Nationhood/Personhood/Ethnicity seems like it should be simpler in a place like Laos - only 6 million people, relatively stable population. However, Lao citizens identify themselves as being from many different communities or groups. There are people who are Chinese or Vietnamese ethnically, though their families may have been in Lao for generations, they still identify as being from somewhere else. There are the lowland Lao - ethnically Lao, and with the traditions that foreigners perceive as “Lao”. And there are the highland Lao and other tribal/ethnic groups. Many have their own languages - last week one of my residents had to translate from Hmong to Lao (for the other Lao doctors) and Hmong to English (for me) to present a patient . I don’t even know how many actual languages are spoken in Lao. And they certainly have their own values and traditions, some of which may be perceived as very odd by lowland Lao.

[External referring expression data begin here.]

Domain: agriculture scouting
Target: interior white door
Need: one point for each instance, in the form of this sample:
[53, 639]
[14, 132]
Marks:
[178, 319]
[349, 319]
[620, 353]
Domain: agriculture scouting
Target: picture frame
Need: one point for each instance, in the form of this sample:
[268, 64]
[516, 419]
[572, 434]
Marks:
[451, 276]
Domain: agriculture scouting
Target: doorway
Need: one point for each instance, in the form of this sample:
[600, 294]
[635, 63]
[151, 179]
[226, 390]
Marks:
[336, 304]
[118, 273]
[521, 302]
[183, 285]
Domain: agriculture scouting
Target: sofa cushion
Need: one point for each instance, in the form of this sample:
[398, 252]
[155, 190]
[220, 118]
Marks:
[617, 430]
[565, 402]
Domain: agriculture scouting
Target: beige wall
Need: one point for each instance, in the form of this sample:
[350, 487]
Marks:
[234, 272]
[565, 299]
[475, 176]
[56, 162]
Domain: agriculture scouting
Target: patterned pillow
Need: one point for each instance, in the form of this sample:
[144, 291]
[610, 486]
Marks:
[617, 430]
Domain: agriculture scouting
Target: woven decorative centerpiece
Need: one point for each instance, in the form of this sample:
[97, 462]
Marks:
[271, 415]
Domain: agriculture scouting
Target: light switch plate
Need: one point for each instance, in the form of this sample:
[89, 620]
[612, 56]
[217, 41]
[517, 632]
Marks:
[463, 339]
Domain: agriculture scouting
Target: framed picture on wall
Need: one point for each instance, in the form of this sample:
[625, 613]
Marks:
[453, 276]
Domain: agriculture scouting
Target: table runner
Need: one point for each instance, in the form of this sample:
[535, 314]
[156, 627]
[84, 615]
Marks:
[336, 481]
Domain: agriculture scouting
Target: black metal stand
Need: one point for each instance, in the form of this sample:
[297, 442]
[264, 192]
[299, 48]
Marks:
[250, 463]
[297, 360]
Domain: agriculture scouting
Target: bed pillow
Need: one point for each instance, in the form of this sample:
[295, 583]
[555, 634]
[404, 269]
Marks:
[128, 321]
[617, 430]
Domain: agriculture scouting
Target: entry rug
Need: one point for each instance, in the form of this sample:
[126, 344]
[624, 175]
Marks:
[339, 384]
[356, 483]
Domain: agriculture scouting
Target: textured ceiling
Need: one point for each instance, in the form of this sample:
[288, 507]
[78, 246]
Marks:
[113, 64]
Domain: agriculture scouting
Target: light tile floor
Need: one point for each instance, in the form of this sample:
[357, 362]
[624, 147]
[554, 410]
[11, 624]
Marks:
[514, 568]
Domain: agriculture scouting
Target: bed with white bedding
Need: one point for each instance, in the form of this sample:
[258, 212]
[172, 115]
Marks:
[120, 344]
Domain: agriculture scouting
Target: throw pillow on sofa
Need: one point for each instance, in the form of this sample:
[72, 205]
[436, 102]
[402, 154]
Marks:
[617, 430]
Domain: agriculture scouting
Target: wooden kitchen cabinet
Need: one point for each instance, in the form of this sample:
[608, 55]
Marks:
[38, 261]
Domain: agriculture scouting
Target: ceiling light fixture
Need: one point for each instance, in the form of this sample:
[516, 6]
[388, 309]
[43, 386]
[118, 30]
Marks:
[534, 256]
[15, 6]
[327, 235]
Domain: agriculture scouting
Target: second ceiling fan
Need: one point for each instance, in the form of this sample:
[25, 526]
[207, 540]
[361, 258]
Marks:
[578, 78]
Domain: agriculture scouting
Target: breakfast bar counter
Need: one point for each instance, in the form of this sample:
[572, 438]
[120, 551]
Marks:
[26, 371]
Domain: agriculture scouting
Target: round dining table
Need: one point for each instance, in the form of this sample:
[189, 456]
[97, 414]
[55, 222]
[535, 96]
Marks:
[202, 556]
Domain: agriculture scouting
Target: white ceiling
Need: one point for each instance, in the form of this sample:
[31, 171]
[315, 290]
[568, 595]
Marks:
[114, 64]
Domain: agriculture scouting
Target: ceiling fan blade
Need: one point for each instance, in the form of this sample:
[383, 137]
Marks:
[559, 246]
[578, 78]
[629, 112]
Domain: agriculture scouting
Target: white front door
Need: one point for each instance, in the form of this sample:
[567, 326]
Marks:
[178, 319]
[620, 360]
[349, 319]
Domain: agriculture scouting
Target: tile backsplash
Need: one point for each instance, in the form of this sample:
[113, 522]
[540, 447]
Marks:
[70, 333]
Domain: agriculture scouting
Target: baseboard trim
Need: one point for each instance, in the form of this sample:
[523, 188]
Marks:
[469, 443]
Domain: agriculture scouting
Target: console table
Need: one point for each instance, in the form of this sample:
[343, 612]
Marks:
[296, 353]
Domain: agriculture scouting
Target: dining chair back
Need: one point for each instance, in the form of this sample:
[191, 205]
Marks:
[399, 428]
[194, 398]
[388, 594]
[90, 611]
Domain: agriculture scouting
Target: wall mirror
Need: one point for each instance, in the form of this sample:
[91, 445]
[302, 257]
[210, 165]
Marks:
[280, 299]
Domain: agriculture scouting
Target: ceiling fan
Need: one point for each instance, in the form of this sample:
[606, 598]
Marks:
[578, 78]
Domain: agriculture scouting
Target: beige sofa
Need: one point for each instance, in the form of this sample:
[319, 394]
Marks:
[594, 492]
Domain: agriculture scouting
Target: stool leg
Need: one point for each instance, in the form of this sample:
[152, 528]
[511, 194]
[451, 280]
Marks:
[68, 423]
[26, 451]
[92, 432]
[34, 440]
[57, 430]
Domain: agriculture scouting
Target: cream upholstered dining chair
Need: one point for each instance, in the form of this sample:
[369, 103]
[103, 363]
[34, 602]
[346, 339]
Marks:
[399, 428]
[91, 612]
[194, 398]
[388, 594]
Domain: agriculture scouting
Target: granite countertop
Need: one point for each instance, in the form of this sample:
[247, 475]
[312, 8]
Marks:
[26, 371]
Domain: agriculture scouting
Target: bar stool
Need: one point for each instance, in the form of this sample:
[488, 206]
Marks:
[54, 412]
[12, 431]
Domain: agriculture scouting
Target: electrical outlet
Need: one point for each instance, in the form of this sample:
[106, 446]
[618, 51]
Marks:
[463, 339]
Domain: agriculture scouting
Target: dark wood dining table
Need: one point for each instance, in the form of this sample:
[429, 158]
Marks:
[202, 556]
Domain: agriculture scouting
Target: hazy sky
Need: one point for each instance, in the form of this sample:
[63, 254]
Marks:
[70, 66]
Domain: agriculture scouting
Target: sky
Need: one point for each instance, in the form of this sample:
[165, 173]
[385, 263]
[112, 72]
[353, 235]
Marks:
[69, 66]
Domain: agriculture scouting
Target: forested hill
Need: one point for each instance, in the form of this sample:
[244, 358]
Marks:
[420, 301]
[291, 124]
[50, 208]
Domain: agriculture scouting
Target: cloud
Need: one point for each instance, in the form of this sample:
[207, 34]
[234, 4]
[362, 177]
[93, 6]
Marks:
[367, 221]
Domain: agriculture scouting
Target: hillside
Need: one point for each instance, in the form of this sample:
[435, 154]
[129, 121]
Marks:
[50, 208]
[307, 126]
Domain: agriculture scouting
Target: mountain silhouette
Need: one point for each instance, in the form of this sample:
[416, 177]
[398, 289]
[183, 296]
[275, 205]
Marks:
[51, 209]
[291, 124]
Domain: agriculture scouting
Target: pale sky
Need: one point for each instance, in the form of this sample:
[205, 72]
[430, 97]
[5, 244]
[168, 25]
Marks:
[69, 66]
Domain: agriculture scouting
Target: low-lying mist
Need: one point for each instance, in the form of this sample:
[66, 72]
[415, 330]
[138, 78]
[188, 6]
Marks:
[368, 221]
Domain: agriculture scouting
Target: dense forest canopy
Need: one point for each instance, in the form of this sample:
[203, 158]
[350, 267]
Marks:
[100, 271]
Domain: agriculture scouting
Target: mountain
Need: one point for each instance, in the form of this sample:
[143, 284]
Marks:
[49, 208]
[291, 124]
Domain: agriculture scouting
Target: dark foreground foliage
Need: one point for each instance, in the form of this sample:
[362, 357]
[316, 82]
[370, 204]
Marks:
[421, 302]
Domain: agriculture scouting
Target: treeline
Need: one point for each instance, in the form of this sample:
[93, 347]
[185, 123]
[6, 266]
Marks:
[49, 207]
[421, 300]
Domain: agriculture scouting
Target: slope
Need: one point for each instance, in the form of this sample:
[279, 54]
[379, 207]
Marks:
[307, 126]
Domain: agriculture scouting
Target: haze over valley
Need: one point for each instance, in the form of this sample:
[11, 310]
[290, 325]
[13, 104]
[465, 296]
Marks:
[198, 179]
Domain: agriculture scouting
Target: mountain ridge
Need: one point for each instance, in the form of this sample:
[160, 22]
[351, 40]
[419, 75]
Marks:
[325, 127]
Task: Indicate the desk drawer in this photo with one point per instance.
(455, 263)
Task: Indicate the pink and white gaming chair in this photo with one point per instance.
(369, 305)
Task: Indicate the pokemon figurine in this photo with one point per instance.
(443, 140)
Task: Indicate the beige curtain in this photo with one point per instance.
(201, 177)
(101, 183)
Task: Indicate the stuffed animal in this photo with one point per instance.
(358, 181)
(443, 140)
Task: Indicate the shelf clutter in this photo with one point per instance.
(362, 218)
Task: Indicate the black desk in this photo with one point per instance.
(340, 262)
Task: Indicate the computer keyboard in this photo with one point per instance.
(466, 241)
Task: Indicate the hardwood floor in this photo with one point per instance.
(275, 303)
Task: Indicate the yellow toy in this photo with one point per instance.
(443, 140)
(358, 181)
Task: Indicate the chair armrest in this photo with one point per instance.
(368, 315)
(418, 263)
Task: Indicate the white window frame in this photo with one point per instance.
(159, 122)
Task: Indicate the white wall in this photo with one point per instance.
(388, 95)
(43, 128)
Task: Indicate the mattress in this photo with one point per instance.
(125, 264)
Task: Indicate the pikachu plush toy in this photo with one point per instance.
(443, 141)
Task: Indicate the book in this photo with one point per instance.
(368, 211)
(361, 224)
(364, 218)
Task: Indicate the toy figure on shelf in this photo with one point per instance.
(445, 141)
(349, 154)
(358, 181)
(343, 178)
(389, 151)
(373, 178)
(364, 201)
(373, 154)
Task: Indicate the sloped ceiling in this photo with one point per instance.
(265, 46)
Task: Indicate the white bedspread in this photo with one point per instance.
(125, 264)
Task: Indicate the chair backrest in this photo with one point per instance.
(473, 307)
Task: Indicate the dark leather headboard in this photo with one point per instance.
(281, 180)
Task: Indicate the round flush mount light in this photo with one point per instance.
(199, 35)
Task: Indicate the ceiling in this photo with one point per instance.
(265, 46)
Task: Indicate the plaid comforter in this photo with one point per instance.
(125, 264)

I guess who you are and where you are ‘from’ can be complicated anywhere. It can be complicated in America, where you may have been born elsewhere but see America as the land that nurtured you. Or you may have been born in America but raised in a community that was really ethnically and culturally much more aligned with some other nation. Or you could be born in rural Laos and never go more than 100 km from your village, but identify yourself as Hmong or Acca - and see Laos as a contrived politically defined state, not a group you belong to. I suppose I am very lucky that I identify myself as American, and for the most part, no one questions that idea. But it means I have to be even more careful about assumptions I may make about other people.